Een andere uitleg zou naar het oordeel van de rechtbank tot de ongewenste situatie kunnen leiden dat aanbieders van financiële producten de op hen rustende verplichting om altijd correcte, duidelijke en niet misleidende informatie te verstrekken eenvoudig kunnen ontlopen door aan derden de opdracht te geven de informatie feitelijk te verstrekken.
Dat (potentiële) klanten weten dat eiseres een verzekeraar is en het [spaarplan] dus een verzekering is, wordt door eiseres gesteld maar niet aannemelijk gemaakt. Daarbij overweegt de rechtbank dat van een gemiddelde consument niet kan worden verwacht dat hij bij een aanbieder weet of dat een verzekeraar of een bank betreft.
Naar het oordeel van de rechtbank stelt AFM zich terecht op het standpunt dat de aan eiseres toe te rekenen informatie misleidend is met betrekking tot de aard van het product, omdat daaruit niet duidelijk blijkt dat het [spaarplan] een verzekering is en de indruk wordt gewekt dat het een bancair spaarproduct is.

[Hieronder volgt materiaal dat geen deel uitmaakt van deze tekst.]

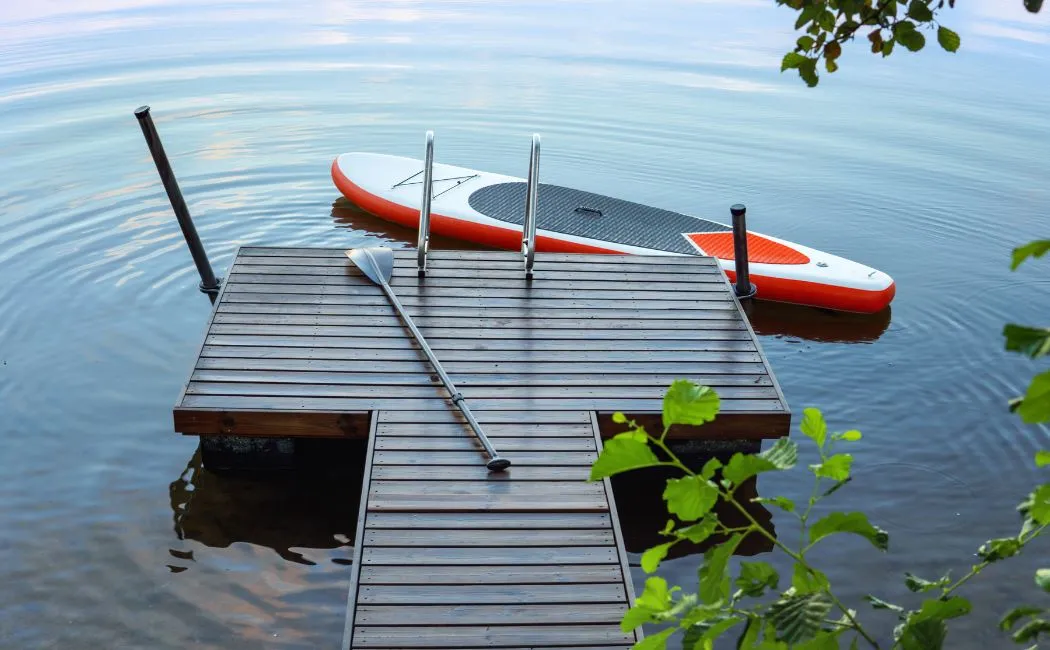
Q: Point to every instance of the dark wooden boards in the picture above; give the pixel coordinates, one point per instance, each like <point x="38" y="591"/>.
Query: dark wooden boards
<point x="301" y="343"/>
<point x="450" y="556"/>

Naar het oordeel van de rechtbank is voor overtreding van artikel 4:19, tweede lid, Wft niet vereist dat het economisch gedrag van consumenten door de niet correcte, onduidelijke of misleidende informatie wordt of kan worden beïnvloed. De norm van artikel 4:19, tweede lid, Wft vereist dat de door een financiële dienstverlener verstrekte of beschikbaar gestelde informatie (waaronder reclame-uitingen) op zichzelf duidelijk en niet misleidend is.